We found that the odds of having the metabolic pattern rose much more steeply with age in women. Before age 50, metabolic syndrome is more common in men, but the reverse is true after age 50. The steeper age-related increase in metabolic syndrome in women is due to biological pathways involved in menopausal hormonal changes, as well as social and cultural factors influencing behaviour and response to stress.32 The higher prevalence of metabolic risk factors among Hmong women, with and without concurrent viral risk factors, was explained by their higher BMI.

The primary limitation of this study is that it is based on a convenience sample and may be subject to selection bias, with the potential for higher prevalence of HBV than in the overall Asian American population; however, a comparison with national data17 does not indicate that this is the case. Compared with foreign-born Sacramento County residents of the same ethnicity33 Chinese and Vietnamese participants tended to have immigrated more recently, which may have affected prevalence estimates of risk factors associated with length of residence. The gender-ethnicity sample sizes were rather small, especially for men, and the age distribution of our participants was quite different from that of the reference population so our standardised prevalence estimates had wide confidence intervals. In addition, the number of participants with the viral pattern was small relative to the number of parameters in model 2, which may have led to overfitting; nevertheless, the viral pattern odds ratios estimated by the two models were quite similar. We did not capture all known HCC risk factors, particularly serum lipids, and so were not able to assess metabolic syndrome. Because we did not measure the amount of alcohol consumed, participants could have the lifestyle pattern based solely on light drinking. However, it should be noted that there is some risk associated with the consumption of moderate amounts of alcohol, with a daily drink increasing the risk of liver cancer approximately 10%.11 Nevertheless, the high prevalence of the lifestyle pattern among Vietnamese men should be interpreted cautiously. Finally, we did not measure alanine aminotransferase levels, and so could not assess the association between risk factors and liver damage.

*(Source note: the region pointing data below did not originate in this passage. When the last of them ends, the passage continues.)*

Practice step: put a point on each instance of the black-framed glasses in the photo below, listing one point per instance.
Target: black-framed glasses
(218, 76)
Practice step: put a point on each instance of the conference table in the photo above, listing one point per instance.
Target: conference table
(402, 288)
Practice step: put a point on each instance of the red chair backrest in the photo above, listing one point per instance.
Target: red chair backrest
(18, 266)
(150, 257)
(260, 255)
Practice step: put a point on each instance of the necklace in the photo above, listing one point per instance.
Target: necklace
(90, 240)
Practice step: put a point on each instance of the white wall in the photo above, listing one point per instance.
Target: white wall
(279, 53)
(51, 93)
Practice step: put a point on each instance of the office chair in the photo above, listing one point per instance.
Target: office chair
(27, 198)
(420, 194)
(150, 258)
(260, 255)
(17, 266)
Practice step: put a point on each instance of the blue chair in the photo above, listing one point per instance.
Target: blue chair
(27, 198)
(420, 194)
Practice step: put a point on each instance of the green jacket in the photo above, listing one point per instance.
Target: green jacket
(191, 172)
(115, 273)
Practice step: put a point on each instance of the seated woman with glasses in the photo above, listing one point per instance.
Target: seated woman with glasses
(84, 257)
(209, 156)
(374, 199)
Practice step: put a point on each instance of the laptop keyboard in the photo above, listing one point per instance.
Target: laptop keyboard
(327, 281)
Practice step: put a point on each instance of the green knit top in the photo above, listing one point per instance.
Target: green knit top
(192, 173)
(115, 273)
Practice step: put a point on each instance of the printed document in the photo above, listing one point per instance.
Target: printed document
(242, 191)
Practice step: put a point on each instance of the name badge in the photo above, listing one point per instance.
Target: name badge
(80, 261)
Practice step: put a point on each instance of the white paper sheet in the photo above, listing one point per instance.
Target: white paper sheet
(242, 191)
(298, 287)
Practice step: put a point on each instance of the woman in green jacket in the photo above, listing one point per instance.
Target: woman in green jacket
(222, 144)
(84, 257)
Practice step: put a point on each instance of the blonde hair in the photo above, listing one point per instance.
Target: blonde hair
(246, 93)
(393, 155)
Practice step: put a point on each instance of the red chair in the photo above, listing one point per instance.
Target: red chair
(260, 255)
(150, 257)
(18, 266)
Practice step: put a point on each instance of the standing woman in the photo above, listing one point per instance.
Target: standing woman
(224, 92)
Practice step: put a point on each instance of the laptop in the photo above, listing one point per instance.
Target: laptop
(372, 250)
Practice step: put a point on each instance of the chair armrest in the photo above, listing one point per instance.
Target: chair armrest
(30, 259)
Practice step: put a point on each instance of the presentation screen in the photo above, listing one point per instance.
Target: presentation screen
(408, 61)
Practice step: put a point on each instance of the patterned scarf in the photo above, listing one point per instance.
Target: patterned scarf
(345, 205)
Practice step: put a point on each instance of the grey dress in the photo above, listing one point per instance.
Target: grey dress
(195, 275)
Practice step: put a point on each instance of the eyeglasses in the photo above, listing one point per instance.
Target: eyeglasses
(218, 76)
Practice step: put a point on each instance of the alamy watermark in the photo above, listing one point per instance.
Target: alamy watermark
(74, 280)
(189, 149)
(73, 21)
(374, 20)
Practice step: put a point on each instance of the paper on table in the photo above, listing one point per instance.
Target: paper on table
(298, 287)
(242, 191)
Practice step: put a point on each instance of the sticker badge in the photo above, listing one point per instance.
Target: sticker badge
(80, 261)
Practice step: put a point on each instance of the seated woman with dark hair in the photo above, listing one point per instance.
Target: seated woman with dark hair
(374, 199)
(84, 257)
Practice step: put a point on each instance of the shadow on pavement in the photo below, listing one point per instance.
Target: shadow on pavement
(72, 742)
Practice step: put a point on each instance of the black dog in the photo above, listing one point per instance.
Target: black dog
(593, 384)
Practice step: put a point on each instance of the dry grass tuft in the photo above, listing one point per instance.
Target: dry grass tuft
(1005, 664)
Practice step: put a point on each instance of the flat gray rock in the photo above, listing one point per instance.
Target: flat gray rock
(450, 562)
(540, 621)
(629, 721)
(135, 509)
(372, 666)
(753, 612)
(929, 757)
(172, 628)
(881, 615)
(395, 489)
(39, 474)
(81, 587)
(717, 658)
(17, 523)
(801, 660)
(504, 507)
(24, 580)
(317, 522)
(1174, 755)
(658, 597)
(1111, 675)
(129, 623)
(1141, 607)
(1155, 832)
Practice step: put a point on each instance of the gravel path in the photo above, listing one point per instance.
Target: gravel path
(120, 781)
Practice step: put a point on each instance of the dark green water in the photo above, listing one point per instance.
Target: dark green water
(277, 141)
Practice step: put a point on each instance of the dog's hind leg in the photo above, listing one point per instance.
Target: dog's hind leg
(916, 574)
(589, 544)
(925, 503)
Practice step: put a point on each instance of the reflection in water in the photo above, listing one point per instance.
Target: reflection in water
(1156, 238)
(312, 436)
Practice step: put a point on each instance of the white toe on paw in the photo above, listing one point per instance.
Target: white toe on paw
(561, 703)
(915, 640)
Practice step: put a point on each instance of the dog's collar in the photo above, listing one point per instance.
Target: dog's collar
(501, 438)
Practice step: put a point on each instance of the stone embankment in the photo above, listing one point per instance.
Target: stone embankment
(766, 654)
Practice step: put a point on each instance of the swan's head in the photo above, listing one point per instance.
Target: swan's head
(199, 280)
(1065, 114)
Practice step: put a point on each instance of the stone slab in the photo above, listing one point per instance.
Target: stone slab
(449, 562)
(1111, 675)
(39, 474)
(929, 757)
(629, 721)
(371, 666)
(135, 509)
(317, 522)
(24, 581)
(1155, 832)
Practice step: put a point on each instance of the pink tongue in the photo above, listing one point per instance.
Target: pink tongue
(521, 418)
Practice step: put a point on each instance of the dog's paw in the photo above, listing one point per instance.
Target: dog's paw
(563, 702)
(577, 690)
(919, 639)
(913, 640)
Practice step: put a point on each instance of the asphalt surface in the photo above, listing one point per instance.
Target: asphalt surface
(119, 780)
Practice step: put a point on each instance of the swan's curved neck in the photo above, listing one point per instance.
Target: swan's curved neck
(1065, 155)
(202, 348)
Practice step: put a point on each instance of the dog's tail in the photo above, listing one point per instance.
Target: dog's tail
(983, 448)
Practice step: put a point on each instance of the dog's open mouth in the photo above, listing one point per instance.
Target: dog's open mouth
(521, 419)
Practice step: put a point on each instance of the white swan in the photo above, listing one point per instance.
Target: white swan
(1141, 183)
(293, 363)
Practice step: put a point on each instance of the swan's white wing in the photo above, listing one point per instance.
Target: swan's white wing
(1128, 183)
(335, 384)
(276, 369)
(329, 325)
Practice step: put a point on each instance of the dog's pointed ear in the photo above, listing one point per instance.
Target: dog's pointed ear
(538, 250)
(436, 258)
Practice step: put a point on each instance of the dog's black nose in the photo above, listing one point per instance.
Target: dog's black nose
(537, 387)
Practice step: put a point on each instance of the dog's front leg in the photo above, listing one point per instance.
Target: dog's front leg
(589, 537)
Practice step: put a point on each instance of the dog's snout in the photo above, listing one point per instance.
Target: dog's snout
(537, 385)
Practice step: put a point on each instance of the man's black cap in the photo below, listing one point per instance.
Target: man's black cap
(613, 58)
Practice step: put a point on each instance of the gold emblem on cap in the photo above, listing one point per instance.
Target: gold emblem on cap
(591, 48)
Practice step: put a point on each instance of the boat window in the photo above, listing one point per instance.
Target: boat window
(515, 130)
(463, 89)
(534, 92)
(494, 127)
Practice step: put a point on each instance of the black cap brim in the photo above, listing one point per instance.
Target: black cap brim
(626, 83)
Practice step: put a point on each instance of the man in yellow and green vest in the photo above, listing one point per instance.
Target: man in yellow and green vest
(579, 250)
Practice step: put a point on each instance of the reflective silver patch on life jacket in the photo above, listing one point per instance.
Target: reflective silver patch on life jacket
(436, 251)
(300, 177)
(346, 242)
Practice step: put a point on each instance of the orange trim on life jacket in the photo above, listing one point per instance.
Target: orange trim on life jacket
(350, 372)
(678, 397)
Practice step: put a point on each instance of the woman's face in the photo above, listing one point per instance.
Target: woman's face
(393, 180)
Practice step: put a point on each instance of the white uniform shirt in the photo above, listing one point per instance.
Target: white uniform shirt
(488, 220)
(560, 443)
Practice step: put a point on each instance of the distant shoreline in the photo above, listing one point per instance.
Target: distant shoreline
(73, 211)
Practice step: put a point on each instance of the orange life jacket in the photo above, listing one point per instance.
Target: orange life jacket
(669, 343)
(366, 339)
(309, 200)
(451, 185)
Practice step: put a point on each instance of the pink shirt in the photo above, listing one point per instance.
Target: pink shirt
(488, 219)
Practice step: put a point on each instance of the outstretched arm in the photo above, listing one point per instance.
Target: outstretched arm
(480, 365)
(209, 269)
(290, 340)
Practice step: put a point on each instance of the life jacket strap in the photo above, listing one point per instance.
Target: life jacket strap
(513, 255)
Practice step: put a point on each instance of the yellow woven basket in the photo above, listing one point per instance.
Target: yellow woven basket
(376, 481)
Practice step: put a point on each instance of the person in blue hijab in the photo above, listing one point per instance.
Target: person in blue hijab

To the best of our knowledge, TAAS is the first community-based study to include the concurrent collection of primary data on the prevalence of viral, metabolic, and lifestyle risk factors for HCC among foreign-born Chinese, Hmong, Korean and Vietnamese in a single county. Our findings showed that among foreign-born Asian Americans served by community organisations the occurrence of multiple HCC risk factors was not uncommon. Of the four risk factor patterns that we identified, two included the co-occurrence of risk factors in multiple domains. Those with the viral pattern, who had chronic hepatitis, were also likely to be at risk in the metabolic or, among men, lifestyle domains. Those with the lifestyle pattern, who were at risk due to alcohol use (or among men, smoking), were likely to have metabolic risk factors as well. Mitigating the progression to HCC through preventing chronic HBV infections for those who are not immune through vaccination and referral to care for infected individuals is the first step.34 35 Focused community-based interventions to address management of HBV and HCV,36 metabolic risk factors,37 alcohol,38 and tobacco39 have also had success; however, these approaches are not comprehensive. Community screening events, such as those attended by our participants, need to assess multiple risk factors, with referral to coordinated follow-up care as needed. The hierarchical risk factor patterns that we identified could be helpful in developing a checklist for case management. Culturally tailored interventions utilising collaborations between communities and healthcare providers are necessary to address multiple modifiable risk factors for HCC among populations-at-risk.